Anyway, this is what occupies my thoughts these days (well, not fully).

Other than that life is good 

Peace


----------



## turningthepage (Apr 11, 2014)

Not sure if you are even looking for comments but here is my 2 cents on your 'muse' eyesopen.

I'm at a similar place as you are with regards to my feelings about my past marriage. I had the bomb dropped on me 2 years ago after a 25 year marriage. She moved out right away. I'm fine now and when I look at things logically and rationally, I realize we were not that compatible. However, there are still times when I get sentimental and sad about how things turned out. This is natural I'd say and really an opportunity for me to become more self aware.

In my case my WAW and I had love for each other but as time went on we both took each other for granted. Seems to me women need constant reassurance they are beautiful and desirable. If we don't give that to them they will find that affirmation elsewhere. No one ever said this relationship stuff was easy. 

I like the way you are looking at things eyesopen. I also want to learn and understand all I can about my feelings and what is probably at least some codependent thinking.


----------



## eyesopen (Mar 16, 2012)

turningthepage said:


> Not sure if you are even looking for comments but here is my 2 cents on your 'muse' eyesopen.


Sure! 



turningthepage said:


> I'm fine now and when I look at things logically and rationally, I realize we were not that compatible.


You know, for years I was afraid to go to a meditation course. You know why? Because I was terrified that I would learn that I did not love my wife. I don't know if things get any more clear than that. If it walks and quacks like a duck, right? But I always tried to overlook those thoughts as just some crazy thinking or other was born of, I don't know what.
I know that we are not the most compatible. Not in a negative way, we never in our 13 years of marriage had a serious fight, and we had a lot of good things together. But she says we are fundamentally different, and I know it's true. Still, I never saw these differences as something that needs to pull us apart, but I guess they did. It is very true that while I love and adore many things about her, there are things I never got from her such as feeling intellectually challenged (no, she is not unintelligent) or realizing that although I enjoyed our sex life, much much more is desired/needed (by me at least). There are examples in many other areas.



turningthepage said:


> In my case my WAW and I had love for each other but as time went on we both took each other for granted. Seems to me women need constant reassurance they are beautiful and desirable.
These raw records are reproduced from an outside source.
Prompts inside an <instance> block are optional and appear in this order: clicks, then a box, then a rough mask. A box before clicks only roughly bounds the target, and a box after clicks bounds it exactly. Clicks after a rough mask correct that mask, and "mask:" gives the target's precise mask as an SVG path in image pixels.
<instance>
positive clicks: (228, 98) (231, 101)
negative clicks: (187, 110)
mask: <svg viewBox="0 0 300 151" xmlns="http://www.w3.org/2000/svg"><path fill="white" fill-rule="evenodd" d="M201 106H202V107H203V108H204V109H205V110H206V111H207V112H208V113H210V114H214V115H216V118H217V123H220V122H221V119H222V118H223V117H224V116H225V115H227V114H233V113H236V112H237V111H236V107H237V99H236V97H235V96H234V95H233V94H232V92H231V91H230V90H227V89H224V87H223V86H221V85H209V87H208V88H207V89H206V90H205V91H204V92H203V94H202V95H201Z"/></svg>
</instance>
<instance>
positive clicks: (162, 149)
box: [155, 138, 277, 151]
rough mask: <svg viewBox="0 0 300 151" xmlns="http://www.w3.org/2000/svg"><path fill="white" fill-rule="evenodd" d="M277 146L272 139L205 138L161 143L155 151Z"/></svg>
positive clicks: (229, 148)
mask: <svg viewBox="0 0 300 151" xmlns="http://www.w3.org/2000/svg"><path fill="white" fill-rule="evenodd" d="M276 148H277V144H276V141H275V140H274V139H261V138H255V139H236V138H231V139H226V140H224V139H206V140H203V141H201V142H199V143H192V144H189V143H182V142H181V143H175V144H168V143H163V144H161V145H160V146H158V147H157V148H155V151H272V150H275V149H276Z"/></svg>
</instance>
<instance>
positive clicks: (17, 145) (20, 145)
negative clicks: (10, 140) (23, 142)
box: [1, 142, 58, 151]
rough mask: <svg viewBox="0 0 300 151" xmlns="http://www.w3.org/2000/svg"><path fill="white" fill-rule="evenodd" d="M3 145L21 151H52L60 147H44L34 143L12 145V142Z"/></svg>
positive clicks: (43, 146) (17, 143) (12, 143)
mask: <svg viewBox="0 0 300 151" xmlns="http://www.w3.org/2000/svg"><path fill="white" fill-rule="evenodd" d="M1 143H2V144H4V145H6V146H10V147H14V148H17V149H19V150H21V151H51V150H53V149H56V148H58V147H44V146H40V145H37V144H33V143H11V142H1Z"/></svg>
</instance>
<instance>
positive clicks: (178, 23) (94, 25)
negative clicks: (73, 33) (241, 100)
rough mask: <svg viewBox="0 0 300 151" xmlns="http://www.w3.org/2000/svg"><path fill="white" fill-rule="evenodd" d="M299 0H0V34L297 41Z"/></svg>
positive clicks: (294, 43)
If we don't give that to them they will find that affirmation elsewhere. No one ever said this relationship stuff was easy.


You can say that again. Boy did I take her for granted. Not in a using or abusing type of way, but, well, just by being passive about so many things. In truth I thought she just understood me so well and let me be. Yes she did voice once or twice that she wanted this or that to be different, but no where near in the voice that (in my view) should be used to signal that there is a serious problem (that why they are called WAW right?). So yes, yes of course, women do need constant reassurance, to be emotionally looked after, etc etc (not because they are needy, it's just how they are).


----------